Josh Haberman

I am having a very difficult time deciding whether to go through with the C++ port of upb or to stay in C.

I’ve ported about one third of upb to C++, on a branch, to see how it would turn out. It was a ton of work. Here are my current observations:

• The C++ is cleaner, more readable, less error-prone code. It’s just a fact. Compare for yourself (C: upb_def.h, upb_def.c; C++: upb_def.h, upb_def.cc). This is due to numerous factors:
  • type-safe containers means fewer casts.
  • “public” and “private” keywords make it easy to separate the private parts of your interface, without having to specify in comments which is which.
  • namespaces and class scope mean that I don’t have to write out my identifiers like upb_fielddef_dothis(), I can just write DoThis().
  • real inheritance and member classes mean I don’t have to explicitly call all the right constructors/destructors, or write explicit casts for upcasts
  • destructors that are guaranteed to run on scope exit mean I can use RAII patterns like mutexes that automatically unlock when the scope is exited
• The source got shorter; the portion I ported went from 1483 lines to 1133, or a ~30% reduction.
• The binary got a LOT bigger. I had one function get literally 5x as big. I haven’t figured out why this happened yet. I used templates to make the table generic, but I was extremely careful to make sure that the template only generated a small amount of code — basically just the hash lookup routine, which is small (note: the hash function for strings was not templated or inlined). But another issue is that the C++ compiler appears to emit multiple copies of the same function in the same object file! For example, I found some virtual destructors emitted literally three times in the same file. Why is this?
• I just heard back from a security guru from the Google security team, who said that C is often easier to audit than C++ because it’s easier to figure out what is actually going on, without having to dig through layers of abstraction. This surprised me (maybe it shouldn’t have, since Sam Quigley said the same thing in a comment on my last entry), but I was also a little bit relieved.
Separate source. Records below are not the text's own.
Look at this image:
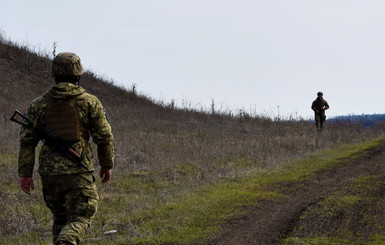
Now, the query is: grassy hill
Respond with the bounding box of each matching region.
[0,39,384,244]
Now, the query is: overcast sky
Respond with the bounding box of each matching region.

I’m leaning towards sticking with C, for the following reasons:

• C++ compilers aren’t very good at keeping things small, even when you are juducious with your use of templates.
• C++ compilers are much more complicated that C compilers, and therefore not as ubiquitous or as easy to trust generally.
• C isn’t harder to audit for security than C++, and may actually be easier.

I’ll try to take some of the lessons I learned from my partial C++ port to make the C more readable.

This summer my friends Ben and Mike gave me grief about never releasing anything. Their criticism is definitely valid to some degree. I’ve been working on Gazelle for about two years now, and upb for almost one. Gazelle has had four releases in that time, but they have mostly focused on moving Gazelle to where I think it ought to be, as opposed to releasing something hacky that people can actually use now. There is a class of problems that Gazelle is useful for now, but it is pretty small in comparison to the amount of work I’ve put in.

I haven’t released upb at all yet, and my last message indicating I’m thinking of porting it to C++ will probably make skeptical readers think I’m moving farther away from a release rather than closer to one.

Since I agree that my progress doesn’t look too promising to someone observing from the outside, let me say where I think these projects currently are, where they’re going, and when they’re likely to release.

First of all, Gazelle is currently pushed on the stack until I have upb released. The reason is that I realized that Protocol Buffers are the answer to two big problems I was facing with Gazelle:

1. byte-code format: right now the Gazelle byte-code format is LLVM’s BitCode, which is the format LLVM uses for storing its byte-code internally. I invested a lot into BitCode (you’ll notice my name is on the linked document), including writing a standalone encoder and decoder (230 lines of Lua and 856 lines of C, respectively). But this was before I worked at Google or knew about Protocol Buffers. Protocol Buffers are much easier to use because they have a formal schema (the .proto file) that can generate nice APIs and help you out with backward compatibility. Without a format schema, BitCode makes you resort to things like an ad hoc text file that describes the schema. This approach was showing its limits.
2. parse tree format: I always knew I wanted Gazelle to be capable of generating parse trees in some kind of standard format. Protocol Buffers end up being a match made in heaven, since they are isomorphic to parse trees in a very deep way. Indeed, the ast system for the Elkhound Parser is very much like Protocol Buffers in that you define your parse tree format and it generates classes for representing your AST.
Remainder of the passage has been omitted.